The development of inventive imaging strategies based on stimuli-responsive smart nanosystems with high T₁ and T₂ relaxivity would be an ultimate solution and enable accurate imaging of biological targets. In particular, the redox potential variation induced by concentration changes of reducing agents across different intra/extracellular regions has been one of the most extensively employed biological triggers for stimuli-responsive imaging nanoparticles [22], [23]. Glutathione (GSH) is an abundant reducing agent in cytoplasm (1∼15 mM), which plays a central role in cell growth and function [24], [25]; the fact that cancer cells have higher GSH concentrations than corresponding normal cells enables redox-responsive nanoplatforms to be promising cancer diagnostic probes [24], [26]. Therefore, the introduction of a redox-responsive moiety that can cage T₁ and T₂ contrast agents in a magnetically coupled state and initially shield them from water molecules would greatly improve the MR signal transition in stimuli-responsive DMCA systems for cancer diagnosis.

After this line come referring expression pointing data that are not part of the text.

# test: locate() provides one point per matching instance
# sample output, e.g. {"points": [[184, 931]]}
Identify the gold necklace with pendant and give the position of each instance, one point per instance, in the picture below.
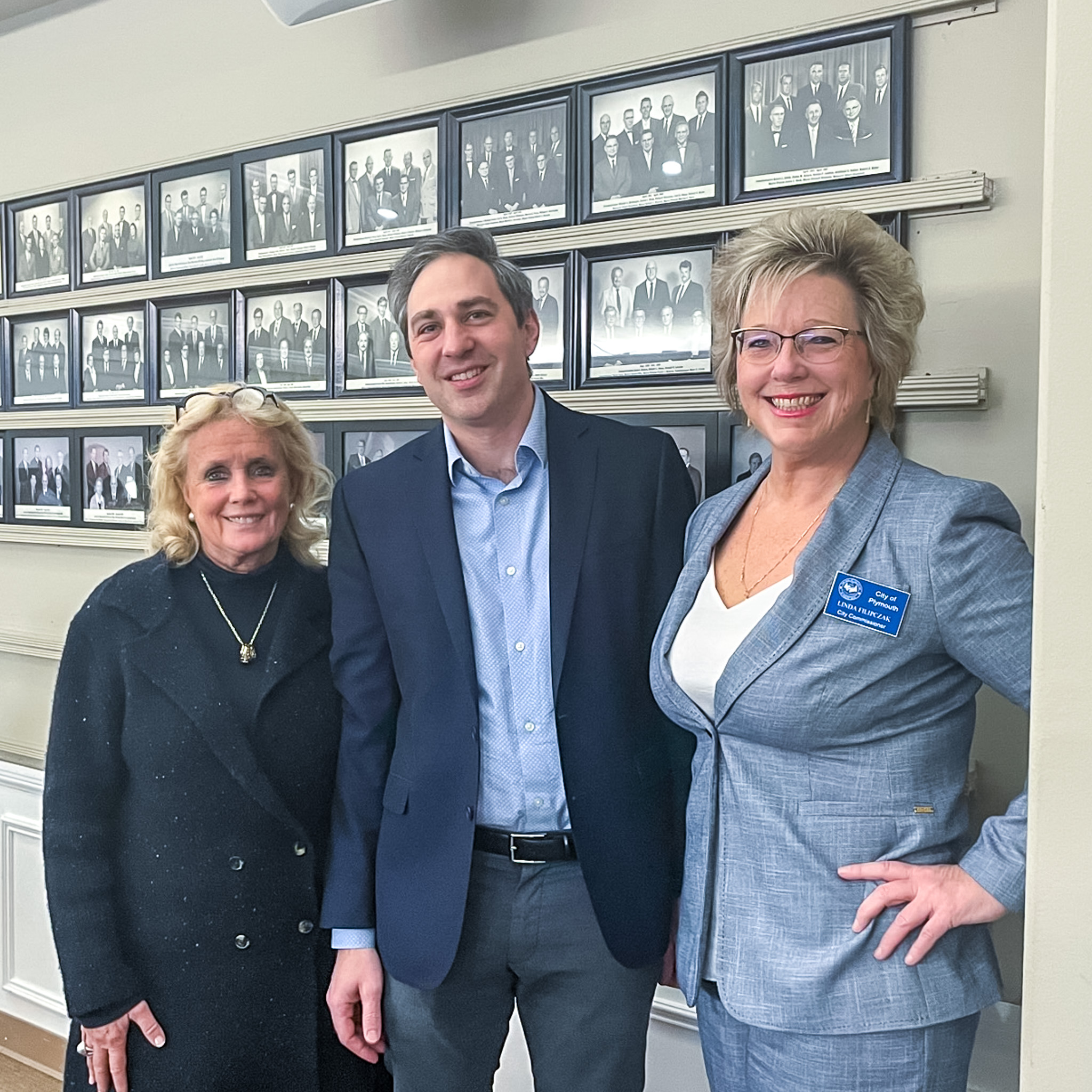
{"points": [[247, 653]]}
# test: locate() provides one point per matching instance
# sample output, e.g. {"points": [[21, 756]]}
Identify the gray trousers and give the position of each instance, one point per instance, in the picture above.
{"points": [[530, 937]]}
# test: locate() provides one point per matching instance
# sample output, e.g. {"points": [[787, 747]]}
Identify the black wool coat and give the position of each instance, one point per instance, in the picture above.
{"points": [[176, 871]]}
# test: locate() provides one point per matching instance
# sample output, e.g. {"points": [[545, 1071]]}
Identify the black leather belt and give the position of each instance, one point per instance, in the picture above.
{"points": [[524, 849]]}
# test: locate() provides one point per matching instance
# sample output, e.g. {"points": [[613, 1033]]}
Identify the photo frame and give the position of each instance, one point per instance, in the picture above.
{"points": [[377, 359], [114, 478], [359, 444], [42, 475], [287, 339], [700, 438], [535, 187], [552, 286], [194, 342], [39, 360], [290, 221], [196, 228], [646, 317], [374, 208], [827, 111], [113, 362], [38, 245], [652, 141], [114, 238], [749, 450]]}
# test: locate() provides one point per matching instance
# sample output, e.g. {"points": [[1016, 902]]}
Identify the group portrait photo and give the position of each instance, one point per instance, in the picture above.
{"points": [[390, 187]]}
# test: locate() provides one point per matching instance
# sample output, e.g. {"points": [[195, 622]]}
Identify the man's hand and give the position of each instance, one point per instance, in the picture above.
{"points": [[107, 1061], [355, 1002], [937, 898]]}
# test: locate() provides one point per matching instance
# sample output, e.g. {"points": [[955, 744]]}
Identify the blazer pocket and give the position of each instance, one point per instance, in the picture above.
{"points": [[862, 808], [397, 794]]}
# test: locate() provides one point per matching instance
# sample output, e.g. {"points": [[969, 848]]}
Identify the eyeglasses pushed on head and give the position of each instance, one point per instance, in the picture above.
{"points": [[243, 398]]}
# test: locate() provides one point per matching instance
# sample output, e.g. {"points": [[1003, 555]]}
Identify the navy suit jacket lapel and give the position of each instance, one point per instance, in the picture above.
{"points": [[436, 527], [574, 471]]}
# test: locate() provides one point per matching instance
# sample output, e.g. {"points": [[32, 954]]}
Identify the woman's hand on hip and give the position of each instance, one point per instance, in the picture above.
{"points": [[105, 1047], [935, 898]]}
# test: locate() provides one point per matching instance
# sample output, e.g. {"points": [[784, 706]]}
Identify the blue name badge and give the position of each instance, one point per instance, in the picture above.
{"points": [[863, 603]]}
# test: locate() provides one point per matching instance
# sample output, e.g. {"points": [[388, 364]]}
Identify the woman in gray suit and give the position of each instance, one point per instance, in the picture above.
{"points": [[836, 616]]}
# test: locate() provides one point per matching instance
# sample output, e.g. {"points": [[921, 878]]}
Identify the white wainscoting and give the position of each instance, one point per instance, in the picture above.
{"points": [[30, 977]]}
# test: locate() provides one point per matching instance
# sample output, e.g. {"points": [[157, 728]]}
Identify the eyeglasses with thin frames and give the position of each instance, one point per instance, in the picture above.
{"points": [[244, 398], [816, 344]]}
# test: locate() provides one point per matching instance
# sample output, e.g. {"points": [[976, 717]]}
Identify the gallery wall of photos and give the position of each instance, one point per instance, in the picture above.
{"points": [[795, 117]]}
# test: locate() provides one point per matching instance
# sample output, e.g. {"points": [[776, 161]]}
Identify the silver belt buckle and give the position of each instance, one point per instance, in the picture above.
{"points": [[511, 850]]}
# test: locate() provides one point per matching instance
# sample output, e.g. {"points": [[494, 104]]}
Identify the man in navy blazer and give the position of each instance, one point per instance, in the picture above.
{"points": [[509, 800]]}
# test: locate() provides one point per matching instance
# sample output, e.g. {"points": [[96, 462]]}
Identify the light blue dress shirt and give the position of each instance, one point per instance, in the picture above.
{"points": [[504, 545]]}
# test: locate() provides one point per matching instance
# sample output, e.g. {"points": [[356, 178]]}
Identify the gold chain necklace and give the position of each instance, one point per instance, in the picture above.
{"points": [[743, 568], [247, 654]]}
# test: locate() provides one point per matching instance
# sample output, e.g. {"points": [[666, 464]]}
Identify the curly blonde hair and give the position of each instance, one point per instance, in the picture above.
{"points": [[309, 482], [837, 243]]}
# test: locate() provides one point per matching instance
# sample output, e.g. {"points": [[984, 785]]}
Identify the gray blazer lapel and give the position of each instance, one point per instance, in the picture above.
{"points": [[834, 548], [436, 528]]}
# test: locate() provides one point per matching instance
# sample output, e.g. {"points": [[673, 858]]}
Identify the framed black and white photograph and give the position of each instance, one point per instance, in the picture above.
{"points": [[390, 189], [823, 113], [114, 479], [551, 287], [42, 478], [195, 219], [39, 360], [701, 438], [113, 233], [749, 450], [113, 355], [363, 446], [287, 339], [376, 354], [37, 246], [652, 141], [647, 316], [194, 343], [286, 200], [515, 168]]}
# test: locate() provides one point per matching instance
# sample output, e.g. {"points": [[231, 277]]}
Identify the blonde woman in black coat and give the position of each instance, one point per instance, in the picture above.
{"points": [[188, 778]]}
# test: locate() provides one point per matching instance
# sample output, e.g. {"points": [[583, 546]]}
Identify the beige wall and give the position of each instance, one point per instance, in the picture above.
{"points": [[198, 77]]}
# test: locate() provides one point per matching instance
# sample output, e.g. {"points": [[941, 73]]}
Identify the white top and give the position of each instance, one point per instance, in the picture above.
{"points": [[709, 636]]}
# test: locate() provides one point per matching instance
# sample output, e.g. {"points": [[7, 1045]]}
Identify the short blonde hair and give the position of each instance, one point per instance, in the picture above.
{"points": [[837, 243], [309, 482]]}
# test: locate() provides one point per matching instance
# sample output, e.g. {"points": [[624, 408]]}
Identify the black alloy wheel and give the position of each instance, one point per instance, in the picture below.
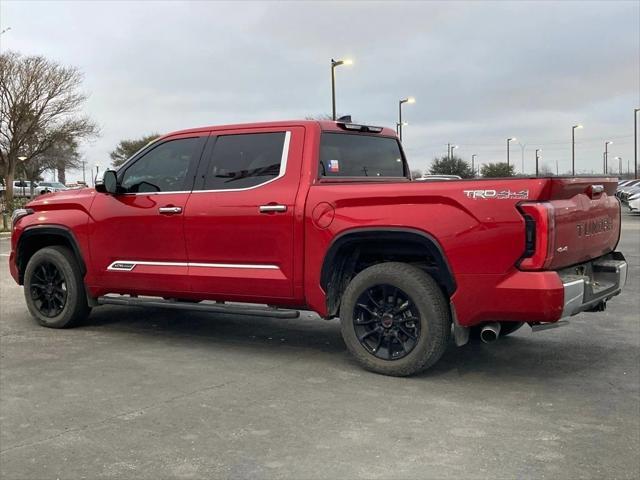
{"points": [[386, 322], [48, 288]]}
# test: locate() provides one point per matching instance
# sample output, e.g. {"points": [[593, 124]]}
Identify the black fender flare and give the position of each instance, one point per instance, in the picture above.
{"points": [[47, 230], [390, 234]]}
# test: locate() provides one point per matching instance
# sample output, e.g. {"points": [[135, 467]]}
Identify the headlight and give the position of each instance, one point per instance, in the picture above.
{"points": [[18, 213]]}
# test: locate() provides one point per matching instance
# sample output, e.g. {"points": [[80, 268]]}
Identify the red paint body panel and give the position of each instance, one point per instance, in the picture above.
{"points": [[221, 247]]}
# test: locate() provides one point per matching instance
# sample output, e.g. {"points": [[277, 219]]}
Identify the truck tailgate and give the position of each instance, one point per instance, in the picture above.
{"points": [[586, 219]]}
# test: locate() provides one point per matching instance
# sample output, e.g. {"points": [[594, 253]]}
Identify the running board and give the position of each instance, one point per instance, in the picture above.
{"points": [[256, 311]]}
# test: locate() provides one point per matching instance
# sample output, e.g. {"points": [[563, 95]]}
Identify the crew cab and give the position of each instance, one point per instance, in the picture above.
{"points": [[266, 219]]}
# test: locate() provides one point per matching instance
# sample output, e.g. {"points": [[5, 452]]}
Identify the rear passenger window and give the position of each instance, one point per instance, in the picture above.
{"points": [[245, 160]]}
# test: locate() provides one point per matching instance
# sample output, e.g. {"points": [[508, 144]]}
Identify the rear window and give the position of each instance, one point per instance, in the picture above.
{"points": [[346, 155]]}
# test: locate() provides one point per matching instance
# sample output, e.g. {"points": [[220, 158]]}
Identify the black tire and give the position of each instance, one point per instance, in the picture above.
{"points": [[54, 289], [506, 328], [430, 330]]}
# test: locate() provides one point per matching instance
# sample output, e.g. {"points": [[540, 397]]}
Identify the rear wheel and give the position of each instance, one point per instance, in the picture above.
{"points": [[395, 319], [54, 288]]}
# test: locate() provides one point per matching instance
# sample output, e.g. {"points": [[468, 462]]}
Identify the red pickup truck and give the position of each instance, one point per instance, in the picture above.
{"points": [[321, 215]]}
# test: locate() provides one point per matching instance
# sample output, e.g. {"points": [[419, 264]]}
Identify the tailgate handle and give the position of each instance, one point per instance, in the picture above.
{"points": [[596, 190]]}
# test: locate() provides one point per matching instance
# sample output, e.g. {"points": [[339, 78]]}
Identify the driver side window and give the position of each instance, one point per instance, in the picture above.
{"points": [[163, 169]]}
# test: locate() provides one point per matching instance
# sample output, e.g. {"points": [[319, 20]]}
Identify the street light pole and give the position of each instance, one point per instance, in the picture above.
{"points": [[606, 155], [619, 165], [404, 100], [573, 149], [334, 64], [509, 140], [450, 150], [635, 141]]}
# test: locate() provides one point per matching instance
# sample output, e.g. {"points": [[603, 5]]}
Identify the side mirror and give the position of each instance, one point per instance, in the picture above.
{"points": [[109, 182]]}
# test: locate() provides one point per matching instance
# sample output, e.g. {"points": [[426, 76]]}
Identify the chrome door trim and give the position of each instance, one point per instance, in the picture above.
{"points": [[128, 265], [170, 210], [272, 208], [281, 173]]}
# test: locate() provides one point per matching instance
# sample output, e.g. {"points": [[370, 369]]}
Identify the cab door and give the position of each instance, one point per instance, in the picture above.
{"points": [[239, 221], [136, 237]]}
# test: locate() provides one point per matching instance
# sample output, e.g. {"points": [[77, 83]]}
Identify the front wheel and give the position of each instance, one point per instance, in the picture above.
{"points": [[395, 319], [54, 288]]}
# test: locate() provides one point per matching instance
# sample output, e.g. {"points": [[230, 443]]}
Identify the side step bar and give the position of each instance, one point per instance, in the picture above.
{"points": [[255, 311]]}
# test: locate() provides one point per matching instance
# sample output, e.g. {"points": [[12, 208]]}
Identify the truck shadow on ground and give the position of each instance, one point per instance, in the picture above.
{"points": [[555, 354]]}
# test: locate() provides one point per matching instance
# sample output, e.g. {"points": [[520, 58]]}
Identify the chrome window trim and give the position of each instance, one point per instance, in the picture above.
{"points": [[135, 263], [283, 170]]}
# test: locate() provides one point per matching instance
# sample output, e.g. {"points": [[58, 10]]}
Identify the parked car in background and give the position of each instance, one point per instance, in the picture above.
{"points": [[48, 187], [22, 189], [625, 190]]}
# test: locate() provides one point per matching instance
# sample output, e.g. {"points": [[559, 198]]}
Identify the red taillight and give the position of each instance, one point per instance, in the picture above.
{"points": [[539, 235]]}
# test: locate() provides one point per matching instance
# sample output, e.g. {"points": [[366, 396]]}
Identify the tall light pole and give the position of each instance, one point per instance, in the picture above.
{"points": [[404, 124], [404, 100], [334, 64], [635, 142], [573, 148], [509, 140], [450, 149], [606, 155], [619, 165]]}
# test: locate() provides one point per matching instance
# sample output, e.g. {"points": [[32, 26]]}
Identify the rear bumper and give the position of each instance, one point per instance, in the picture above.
{"points": [[588, 285], [539, 297]]}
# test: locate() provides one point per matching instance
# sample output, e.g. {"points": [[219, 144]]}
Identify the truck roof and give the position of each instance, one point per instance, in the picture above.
{"points": [[325, 125]]}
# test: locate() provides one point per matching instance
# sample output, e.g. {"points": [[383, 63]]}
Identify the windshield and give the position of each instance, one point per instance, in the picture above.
{"points": [[348, 155]]}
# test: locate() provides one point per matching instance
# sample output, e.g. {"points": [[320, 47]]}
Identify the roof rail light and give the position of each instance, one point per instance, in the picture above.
{"points": [[359, 128]]}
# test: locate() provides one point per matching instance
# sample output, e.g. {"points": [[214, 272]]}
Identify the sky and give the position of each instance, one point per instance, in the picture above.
{"points": [[480, 71]]}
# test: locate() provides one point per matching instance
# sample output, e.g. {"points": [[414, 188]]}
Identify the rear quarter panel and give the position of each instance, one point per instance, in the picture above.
{"points": [[480, 234]]}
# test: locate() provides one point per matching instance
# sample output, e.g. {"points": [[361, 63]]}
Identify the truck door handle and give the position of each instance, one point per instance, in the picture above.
{"points": [[272, 208], [170, 210]]}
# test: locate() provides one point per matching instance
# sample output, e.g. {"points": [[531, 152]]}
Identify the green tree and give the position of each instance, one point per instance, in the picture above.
{"points": [[451, 166], [497, 170], [126, 148]]}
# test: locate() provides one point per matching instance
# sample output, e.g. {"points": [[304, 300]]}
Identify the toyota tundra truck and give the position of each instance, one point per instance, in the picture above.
{"points": [[267, 219]]}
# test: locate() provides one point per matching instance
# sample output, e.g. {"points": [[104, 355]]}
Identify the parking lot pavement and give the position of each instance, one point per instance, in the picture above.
{"points": [[157, 394]]}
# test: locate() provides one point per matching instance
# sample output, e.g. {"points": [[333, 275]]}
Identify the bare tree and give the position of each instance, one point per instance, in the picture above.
{"points": [[40, 106], [126, 148]]}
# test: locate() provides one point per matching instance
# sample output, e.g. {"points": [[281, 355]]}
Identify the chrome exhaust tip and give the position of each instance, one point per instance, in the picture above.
{"points": [[490, 332]]}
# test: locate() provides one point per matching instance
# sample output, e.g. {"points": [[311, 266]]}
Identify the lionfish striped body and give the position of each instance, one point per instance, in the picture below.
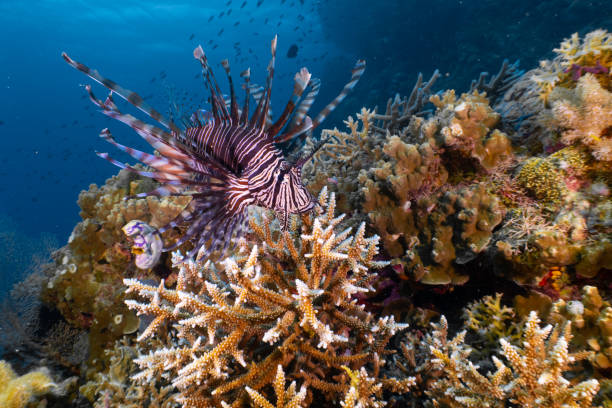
{"points": [[226, 161]]}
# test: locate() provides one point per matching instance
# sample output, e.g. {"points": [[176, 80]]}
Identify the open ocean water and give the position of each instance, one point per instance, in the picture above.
{"points": [[49, 127]]}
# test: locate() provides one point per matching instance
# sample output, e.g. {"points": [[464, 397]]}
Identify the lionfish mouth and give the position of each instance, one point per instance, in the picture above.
{"points": [[206, 157]]}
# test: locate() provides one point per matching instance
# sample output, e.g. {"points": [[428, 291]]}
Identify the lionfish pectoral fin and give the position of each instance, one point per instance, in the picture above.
{"points": [[299, 130]]}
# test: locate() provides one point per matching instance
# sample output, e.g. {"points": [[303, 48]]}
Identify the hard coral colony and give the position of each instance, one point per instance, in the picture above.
{"points": [[325, 310]]}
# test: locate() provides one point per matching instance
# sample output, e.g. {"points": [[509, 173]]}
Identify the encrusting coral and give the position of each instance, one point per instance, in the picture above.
{"points": [[431, 213], [287, 300], [585, 116], [16, 391], [87, 285]]}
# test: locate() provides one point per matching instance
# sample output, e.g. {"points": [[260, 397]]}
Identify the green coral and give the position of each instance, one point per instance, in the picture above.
{"points": [[492, 320], [541, 178]]}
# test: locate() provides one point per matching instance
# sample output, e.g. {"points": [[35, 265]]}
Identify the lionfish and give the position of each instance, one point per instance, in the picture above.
{"points": [[227, 160]]}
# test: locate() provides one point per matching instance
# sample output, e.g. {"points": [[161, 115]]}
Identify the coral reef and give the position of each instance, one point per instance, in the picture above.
{"points": [[490, 207], [421, 201], [585, 114], [114, 387], [16, 391], [287, 300], [592, 317], [574, 58], [532, 376], [86, 285]]}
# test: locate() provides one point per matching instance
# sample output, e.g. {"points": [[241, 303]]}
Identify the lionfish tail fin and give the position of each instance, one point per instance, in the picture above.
{"points": [[244, 117], [216, 97], [357, 72], [302, 78], [260, 117], [233, 102], [130, 96]]}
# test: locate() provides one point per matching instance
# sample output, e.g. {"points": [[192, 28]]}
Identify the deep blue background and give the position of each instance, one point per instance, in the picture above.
{"points": [[49, 130]]}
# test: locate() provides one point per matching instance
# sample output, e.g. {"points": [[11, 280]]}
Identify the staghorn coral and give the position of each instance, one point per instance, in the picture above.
{"points": [[337, 166], [288, 398], [86, 286], [532, 377], [585, 116], [114, 386], [575, 58], [17, 391], [287, 300], [592, 316]]}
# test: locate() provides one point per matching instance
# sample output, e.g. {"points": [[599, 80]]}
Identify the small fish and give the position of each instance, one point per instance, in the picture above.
{"points": [[292, 52]]}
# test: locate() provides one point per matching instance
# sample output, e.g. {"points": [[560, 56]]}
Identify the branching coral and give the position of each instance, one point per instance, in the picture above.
{"points": [[575, 58], [288, 398], [592, 316], [428, 220], [114, 387], [288, 300], [532, 377], [586, 116]]}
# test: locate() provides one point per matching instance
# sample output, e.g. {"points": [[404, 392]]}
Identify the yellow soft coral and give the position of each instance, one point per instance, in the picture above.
{"points": [[15, 392]]}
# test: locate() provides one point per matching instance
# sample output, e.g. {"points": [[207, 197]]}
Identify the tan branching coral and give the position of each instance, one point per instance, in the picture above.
{"points": [[287, 300], [592, 316], [114, 387], [586, 116], [532, 377], [288, 398], [18, 391]]}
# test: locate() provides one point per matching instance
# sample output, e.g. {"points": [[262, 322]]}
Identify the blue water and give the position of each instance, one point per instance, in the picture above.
{"points": [[49, 130]]}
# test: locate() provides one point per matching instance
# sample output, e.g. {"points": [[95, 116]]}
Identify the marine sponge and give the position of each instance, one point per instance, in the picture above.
{"points": [[16, 392]]}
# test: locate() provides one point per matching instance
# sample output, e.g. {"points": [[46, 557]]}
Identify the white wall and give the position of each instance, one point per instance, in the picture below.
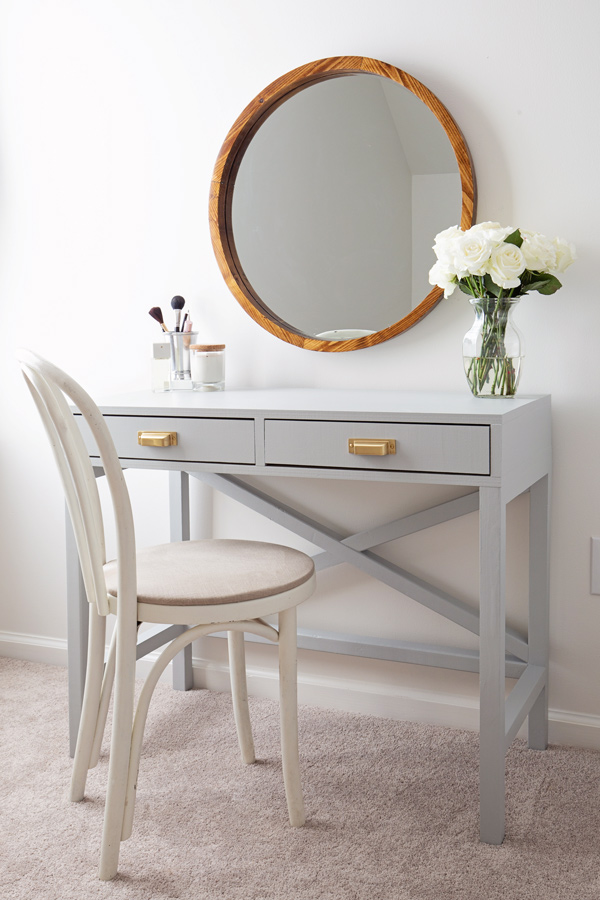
{"points": [[111, 117]]}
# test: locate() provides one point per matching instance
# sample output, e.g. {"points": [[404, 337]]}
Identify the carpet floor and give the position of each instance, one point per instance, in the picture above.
{"points": [[392, 809]]}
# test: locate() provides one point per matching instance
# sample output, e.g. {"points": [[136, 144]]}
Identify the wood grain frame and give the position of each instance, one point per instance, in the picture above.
{"points": [[228, 163]]}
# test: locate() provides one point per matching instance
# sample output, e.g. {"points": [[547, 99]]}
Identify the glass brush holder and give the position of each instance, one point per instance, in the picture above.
{"points": [[181, 342]]}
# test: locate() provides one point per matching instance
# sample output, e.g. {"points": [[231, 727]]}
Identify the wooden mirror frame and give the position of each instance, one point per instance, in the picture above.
{"points": [[228, 162]]}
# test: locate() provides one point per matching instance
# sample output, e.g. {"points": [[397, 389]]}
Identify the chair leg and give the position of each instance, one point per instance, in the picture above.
{"points": [[120, 746], [289, 715], [239, 694], [91, 704], [107, 686]]}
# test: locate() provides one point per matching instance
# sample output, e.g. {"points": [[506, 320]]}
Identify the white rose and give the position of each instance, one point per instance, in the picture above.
{"points": [[565, 254], [493, 231], [472, 253], [440, 276], [539, 252], [506, 264], [444, 246]]}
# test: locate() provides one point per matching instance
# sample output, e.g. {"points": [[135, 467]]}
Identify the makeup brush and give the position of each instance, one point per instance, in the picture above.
{"points": [[156, 313], [177, 304]]}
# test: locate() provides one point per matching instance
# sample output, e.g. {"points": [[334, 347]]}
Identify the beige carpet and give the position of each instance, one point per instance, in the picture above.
{"points": [[392, 809]]}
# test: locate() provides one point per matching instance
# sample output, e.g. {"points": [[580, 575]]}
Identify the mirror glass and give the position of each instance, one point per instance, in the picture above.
{"points": [[329, 210], [336, 203]]}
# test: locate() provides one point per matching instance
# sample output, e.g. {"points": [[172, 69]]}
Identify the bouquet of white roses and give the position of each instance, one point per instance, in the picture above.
{"points": [[496, 266], [489, 260]]}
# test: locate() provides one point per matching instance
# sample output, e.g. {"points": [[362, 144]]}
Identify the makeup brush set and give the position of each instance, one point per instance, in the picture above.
{"points": [[177, 303]]}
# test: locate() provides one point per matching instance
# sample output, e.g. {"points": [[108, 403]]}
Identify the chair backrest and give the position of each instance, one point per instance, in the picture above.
{"points": [[49, 387]]}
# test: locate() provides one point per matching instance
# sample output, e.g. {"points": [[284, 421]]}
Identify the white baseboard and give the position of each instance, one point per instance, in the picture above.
{"points": [[384, 700]]}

In this study, we developed an activatable T₁/T₂ dual-mode imaging probe with a magnetic relaxation switch (MGRS) that exhibits high sensitivity and effective silencing/activation of the MR contrast effect in target conditions. This was accomplished by constructing heteronanocrystals that consist of a superparamagnetic core and a redox-responsive paramagnetic shell. For a proof of concept, we designed a Mn₃O₄-coated Fe₃O₄ hybrid nanocrystal that is encapsulated within amphiphilic polyethylene glycol (PEG) derivatives; we refer to these crystals as redox-responsive activatable nanostarshells (RANS). They can be activated under an intracellular reducing environment for ultrasensitive bimodal MR imaging in vivo. To date, various Mn-based materials, such as Mn chelates [27], MnO nanoparticles [28], and hybrid nanomaterials [11], [29], have been applied for MR imaging with good biocompatibility. However, the application of a redoxable Mn₃O₄ layer as the MGRS of a DMCA has not been reported. The schematic illustration in Fig. 1 depicts the design of RANS and its operation mechanism. The Fe₃O₄ core of RANS is initially shielded from the aqueous environment by the Mn₃O₄ shell. The Mn center is also restricted within the Mn₃O₄ structure, resulting in low accessibility to water and magnetic coupling with the superparamagnetic core [30]; the T₁ and T₂ contrast effects are quenched (“OFF” state). After accumulation of RANS on the tumor tissue, which is caused by the enhanced permeation and retention (EPR) effect, and subsequent internalization into the tumor cells, the Mn₃O₄ shells are dissolved into Mn²⁺ ions by a redox reaction (“redox-mediated peeling”) in the presence of abundant GSH in the cytoplasm. Numerous high-spin Mn²⁺ ions and exposed Fe₃O₄ cores can individually serve as MR contrast agents; these can be collectively activated to generate a dramatic enhancement in the T₁ and T₂ signal contrast (“ON” state). The heteronanocrystals were synthesized by sequential seed-mediated growth using an iron precursor and a manganese precursor through a thermal decomposition method. Using an emulsion and solvent evaporation method, these nanocrystals were subsequently transferred into an aqueous solution using polysorbate 80 (P80) as a biocompatible capping molecule. The transition efficacy of the OFF/ON dual contrast effects and the potential usefulness of RANS as a DMCA were confirmed through in vitro and in vivo experiments.